BROCKHAMPTON’s third installment of their Saturation series, Saturation III, collects on a sense of maturity that projects their self-affirmation and validity of their reputation in music as a boyband. The self-proclaimed boyband is a collection of producers, rappers and creatives originating from Houston. Even with cited inspiration from artists like Kanye West, Odd Future, Lil Wayne and N.E.R.D., BROCKHAMPTON produces a sound that is clearly their own.
The band’s high lyrical prowess and production quality makes any song hard to skip. While the typical boy band writes songs purely to top charts and make their fans swoon, BROCKHAMPTON strays from this formula. Each member contributes their own verses about their individual struggles in narratives that lack continuity. Kevin is known for rapping about his sexuality, Dom raps explicitly for the group’s heightened success as a boyband, and Ameer is notorious for his relationship with drugs.

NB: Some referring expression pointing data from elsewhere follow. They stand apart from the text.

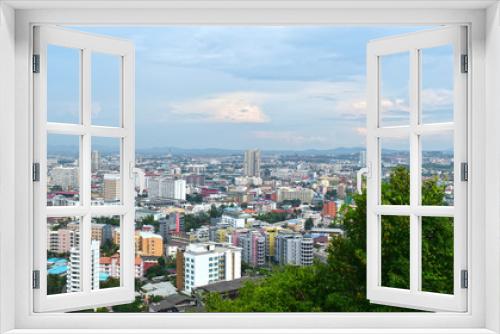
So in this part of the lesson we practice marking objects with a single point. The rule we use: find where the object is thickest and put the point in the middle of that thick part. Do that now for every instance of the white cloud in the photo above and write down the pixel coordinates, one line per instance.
(436, 98)
(289, 137)
(96, 108)
(238, 107)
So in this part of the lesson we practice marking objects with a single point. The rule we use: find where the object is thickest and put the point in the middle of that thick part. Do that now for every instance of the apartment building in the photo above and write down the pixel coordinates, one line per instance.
(293, 248)
(73, 277)
(209, 262)
(253, 248)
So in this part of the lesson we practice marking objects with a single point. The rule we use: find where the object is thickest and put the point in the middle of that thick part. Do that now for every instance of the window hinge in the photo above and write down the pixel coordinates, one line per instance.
(36, 63)
(464, 279)
(464, 171)
(465, 63)
(36, 172)
(36, 279)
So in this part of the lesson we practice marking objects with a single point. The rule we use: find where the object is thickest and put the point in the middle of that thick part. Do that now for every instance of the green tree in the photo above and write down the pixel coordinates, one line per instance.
(55, 284)
(136, 306)
(309, 224)
(339, 285)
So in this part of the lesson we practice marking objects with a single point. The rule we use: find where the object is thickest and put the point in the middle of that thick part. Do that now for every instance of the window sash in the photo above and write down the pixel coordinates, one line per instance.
(336, 13)
(87, 44)
(414, 297)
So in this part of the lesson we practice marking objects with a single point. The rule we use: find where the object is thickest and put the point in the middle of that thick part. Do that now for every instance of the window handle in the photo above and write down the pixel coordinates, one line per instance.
(137, 173)
(359, 177)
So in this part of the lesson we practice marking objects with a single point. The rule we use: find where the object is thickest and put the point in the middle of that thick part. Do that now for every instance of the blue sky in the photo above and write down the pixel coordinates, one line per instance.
(244, 87)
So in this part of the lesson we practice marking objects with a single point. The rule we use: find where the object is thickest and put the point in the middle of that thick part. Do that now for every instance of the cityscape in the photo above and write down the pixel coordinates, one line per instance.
(209, 221)
(250, 159)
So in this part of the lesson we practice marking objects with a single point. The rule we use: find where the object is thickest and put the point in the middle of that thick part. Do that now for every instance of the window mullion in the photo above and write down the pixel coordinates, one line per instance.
(86, 173)
(415, 269)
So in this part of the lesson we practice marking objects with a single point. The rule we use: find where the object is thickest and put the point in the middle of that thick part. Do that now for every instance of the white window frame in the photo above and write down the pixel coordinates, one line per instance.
(483, 315)
(87, 44)
(412, 44)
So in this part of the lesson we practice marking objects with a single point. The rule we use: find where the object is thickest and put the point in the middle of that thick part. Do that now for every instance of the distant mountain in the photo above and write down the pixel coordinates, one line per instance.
(221, 151)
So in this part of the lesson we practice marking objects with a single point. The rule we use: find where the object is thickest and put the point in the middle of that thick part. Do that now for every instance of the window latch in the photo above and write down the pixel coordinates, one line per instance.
(36, 279)
(465, 64)
(464, 279)
(464, 171)
(36, 63)
(36, 172)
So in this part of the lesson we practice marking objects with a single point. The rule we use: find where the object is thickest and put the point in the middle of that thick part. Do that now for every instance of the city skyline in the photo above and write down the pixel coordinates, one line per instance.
(244, 87)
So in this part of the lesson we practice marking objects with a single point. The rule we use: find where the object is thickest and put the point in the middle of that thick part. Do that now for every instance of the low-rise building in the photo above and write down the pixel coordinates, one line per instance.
(209, 262)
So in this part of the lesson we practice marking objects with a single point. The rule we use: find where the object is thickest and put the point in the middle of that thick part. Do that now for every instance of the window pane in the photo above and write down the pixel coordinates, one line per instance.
(106, 89)
(437, 254)
(436, 96)
(395, 251)
(106, 167)
(394, 106)
(105, 252)
(63, 84)
(437, 168)
(63, 169)
(63, 255)
(395, 174)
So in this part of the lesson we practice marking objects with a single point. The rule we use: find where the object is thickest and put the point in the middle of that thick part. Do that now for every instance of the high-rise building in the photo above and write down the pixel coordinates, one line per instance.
(293, 248)
(62, 240)
(362, 158)
(253, 248)
(252, 163)
(162, 187)
(96, 161)
(149, 244)
(270, 233)
(329, 209)
(73, 278)
(206, 263)
(101, 232)
(179, 269)
(305, 195)
(65, 177)
(112, 187)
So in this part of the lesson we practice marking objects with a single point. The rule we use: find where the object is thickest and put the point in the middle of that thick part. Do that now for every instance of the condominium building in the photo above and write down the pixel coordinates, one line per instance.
(270, 233)
(209, 262)
(236, 219)
(149, 244)
(101, 232)
(111, 266)
(112, 187)
(96, 161)
(253, 248)
(293, 248)
(65, 177)
(252, 163)
(329, 209)
(73, 277)
(305, 195)
(62, 240)
(162, 187)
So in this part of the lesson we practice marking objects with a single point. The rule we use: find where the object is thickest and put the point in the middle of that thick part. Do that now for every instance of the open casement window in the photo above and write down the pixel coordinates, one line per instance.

Saturation III felt like I was listening to a collection of narratives happening simultaneously. Some songs like “Team” are led with attuned vocals and are backed by guitar ballads. Others like “Zipper” feature aggressive back to back verses that don’t rely on a chorus. The boys expose a more vulnerable side of rap in songs like “Bleach” and “Hottie,” yet an eccentric staccato burst of content that has never been introduced to pop.
It’s lines like, “I’m worth a hundred thousand/Not dollars but diamonds,” that make it hard to categorize this album into just one specific genre. Even as an extension of Saturation I and II, this sequel is not too different from their albums that have set the precedent for their group’s personality. The series peaks with Saturation II, where it had the best and most aggressive delivery that only highlighted their presence in the rap game.
“Saturation III” is an immaculate summation to the trilogy that defines BROCKHAMPTON. This group shatters the classic boy band template and pushes one of America’s most beloved archetypes in the right direction.